Microsoft probeert de auteursrechtzaak van The New York Times te verzachten
Op 27 december 2023 klaagde The New York Times OpenAI en Microsoft aan wegens inbreuk op het auteursrecht. Hoewel de nieuwsuitgever de eerste is die de twee bedrijven aanklaagt, is het niet de laatste.
Microsoft probeert de zaak echter lichter te maken door te beweren dat het gebruik van hun gegevens legaal is. Hun chatbots genereren immers op basis daarvan inhoud zonder er rechtstreeks op te reageren. Toch was dat niet het geval, zoals The New York Times aantoonde .

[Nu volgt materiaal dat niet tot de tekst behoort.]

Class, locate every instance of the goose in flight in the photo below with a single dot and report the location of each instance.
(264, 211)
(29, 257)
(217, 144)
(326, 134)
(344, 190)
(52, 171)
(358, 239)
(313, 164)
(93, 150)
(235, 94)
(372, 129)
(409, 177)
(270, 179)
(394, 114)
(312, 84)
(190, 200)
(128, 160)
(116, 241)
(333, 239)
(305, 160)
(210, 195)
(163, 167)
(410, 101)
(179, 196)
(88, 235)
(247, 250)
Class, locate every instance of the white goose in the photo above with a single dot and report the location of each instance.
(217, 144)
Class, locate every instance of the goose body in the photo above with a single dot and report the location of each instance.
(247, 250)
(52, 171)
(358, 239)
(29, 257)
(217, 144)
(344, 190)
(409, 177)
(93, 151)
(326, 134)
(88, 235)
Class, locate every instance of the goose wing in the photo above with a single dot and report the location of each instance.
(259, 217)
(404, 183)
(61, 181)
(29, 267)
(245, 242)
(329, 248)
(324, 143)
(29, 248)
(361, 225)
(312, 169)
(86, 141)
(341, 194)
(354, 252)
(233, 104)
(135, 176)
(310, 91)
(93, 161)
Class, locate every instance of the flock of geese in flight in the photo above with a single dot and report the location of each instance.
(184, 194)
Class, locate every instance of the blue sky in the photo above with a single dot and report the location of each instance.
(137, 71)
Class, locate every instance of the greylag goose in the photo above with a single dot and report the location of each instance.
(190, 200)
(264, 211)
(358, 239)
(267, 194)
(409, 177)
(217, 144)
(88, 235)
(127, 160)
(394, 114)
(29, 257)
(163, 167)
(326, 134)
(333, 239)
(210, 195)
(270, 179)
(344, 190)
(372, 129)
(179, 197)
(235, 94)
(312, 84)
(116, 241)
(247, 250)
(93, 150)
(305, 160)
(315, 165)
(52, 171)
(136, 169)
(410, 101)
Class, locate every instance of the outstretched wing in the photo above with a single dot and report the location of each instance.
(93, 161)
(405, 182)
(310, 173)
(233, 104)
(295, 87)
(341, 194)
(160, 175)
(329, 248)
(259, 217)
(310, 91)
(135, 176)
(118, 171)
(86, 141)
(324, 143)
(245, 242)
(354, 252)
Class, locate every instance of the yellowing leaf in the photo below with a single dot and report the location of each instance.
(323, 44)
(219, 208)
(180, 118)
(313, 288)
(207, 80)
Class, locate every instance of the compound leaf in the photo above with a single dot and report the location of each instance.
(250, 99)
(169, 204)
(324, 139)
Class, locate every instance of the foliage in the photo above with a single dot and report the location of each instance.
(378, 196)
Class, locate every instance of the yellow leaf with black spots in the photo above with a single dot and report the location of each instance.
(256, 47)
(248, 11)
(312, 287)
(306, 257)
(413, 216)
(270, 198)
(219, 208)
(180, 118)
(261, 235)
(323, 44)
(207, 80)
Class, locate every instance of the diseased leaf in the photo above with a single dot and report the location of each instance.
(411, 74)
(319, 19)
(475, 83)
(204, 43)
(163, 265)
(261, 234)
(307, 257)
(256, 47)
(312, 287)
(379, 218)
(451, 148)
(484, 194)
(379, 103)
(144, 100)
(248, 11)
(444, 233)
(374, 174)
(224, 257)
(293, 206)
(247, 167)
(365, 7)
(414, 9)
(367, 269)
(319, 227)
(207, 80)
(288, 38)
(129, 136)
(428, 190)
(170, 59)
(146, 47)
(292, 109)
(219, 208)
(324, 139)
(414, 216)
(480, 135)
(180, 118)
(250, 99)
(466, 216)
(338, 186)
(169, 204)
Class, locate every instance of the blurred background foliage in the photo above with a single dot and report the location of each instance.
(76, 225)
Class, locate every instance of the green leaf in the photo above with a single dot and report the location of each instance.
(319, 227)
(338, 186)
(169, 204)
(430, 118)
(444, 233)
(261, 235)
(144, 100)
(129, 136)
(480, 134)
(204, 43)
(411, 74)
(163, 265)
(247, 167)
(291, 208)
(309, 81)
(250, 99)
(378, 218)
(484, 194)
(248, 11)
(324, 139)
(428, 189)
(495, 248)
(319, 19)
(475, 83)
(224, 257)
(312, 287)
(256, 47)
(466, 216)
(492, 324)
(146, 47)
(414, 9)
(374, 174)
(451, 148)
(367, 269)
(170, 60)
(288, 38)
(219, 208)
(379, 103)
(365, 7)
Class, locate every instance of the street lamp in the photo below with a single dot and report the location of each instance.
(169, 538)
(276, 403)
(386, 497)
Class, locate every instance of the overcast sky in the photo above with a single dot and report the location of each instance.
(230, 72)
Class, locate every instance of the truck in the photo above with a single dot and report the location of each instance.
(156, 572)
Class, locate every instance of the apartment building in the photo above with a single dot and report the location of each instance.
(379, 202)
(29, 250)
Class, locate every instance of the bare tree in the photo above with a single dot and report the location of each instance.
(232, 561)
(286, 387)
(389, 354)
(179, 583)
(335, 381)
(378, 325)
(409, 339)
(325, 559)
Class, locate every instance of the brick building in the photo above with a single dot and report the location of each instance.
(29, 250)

Helaas, als Microsoft de auteursrechtzaak wint, kan dit er mogelijk toe leiden dat kleinere uitgevers de juridische strijd tegen AI-bedrijven verliezen. Als gevolg hiervan zullen zij ook aanzienlijke verliezen lijden. Als u een commerciële klant bent die de Copilot-service gebruikt, zal Microsoft u bovendien juridisch verdedigen tegen rechtszaken over auteursrechten.
Wie bezit het auteursrecht op AI?
Als AI alleen inhoud genereert, profiteert het niet van auteursrechtelijke bescherming vanwege het gebrek aan menselijk auteurschap. De inhoud is immers openbaar en de AI kan de antwoorden die hij u geeft, aan iemand anders repliceren. Microsoft probeert de auteursrechtzaak echter te verlichten door te stellen dat de inhoud die zij gebruiken om de grote taalmodellen (LLM’s) te trainen ook openbaar is.
Helaas concurreren chatbots ook met nieuwsmedia , en velen van ons beschouwen ze als een betrouwbare informatiebron. Microsoft beweert echter dat ze de nieuwsuitgevers geen schade berokkenen. Bovendien lijkt The New York Times geen bewijs te hebben van enige daadwerkelijke schade. Aan de andere kant vertelde de nieuwsuitgever de rechtbank dat als mensen de informatie van hun site via de chatbot kunnen krijgen, ze inkomsten zullen verliezen. Gebruikers zullen immers stoppen met het gebruik van verwijzingslinks.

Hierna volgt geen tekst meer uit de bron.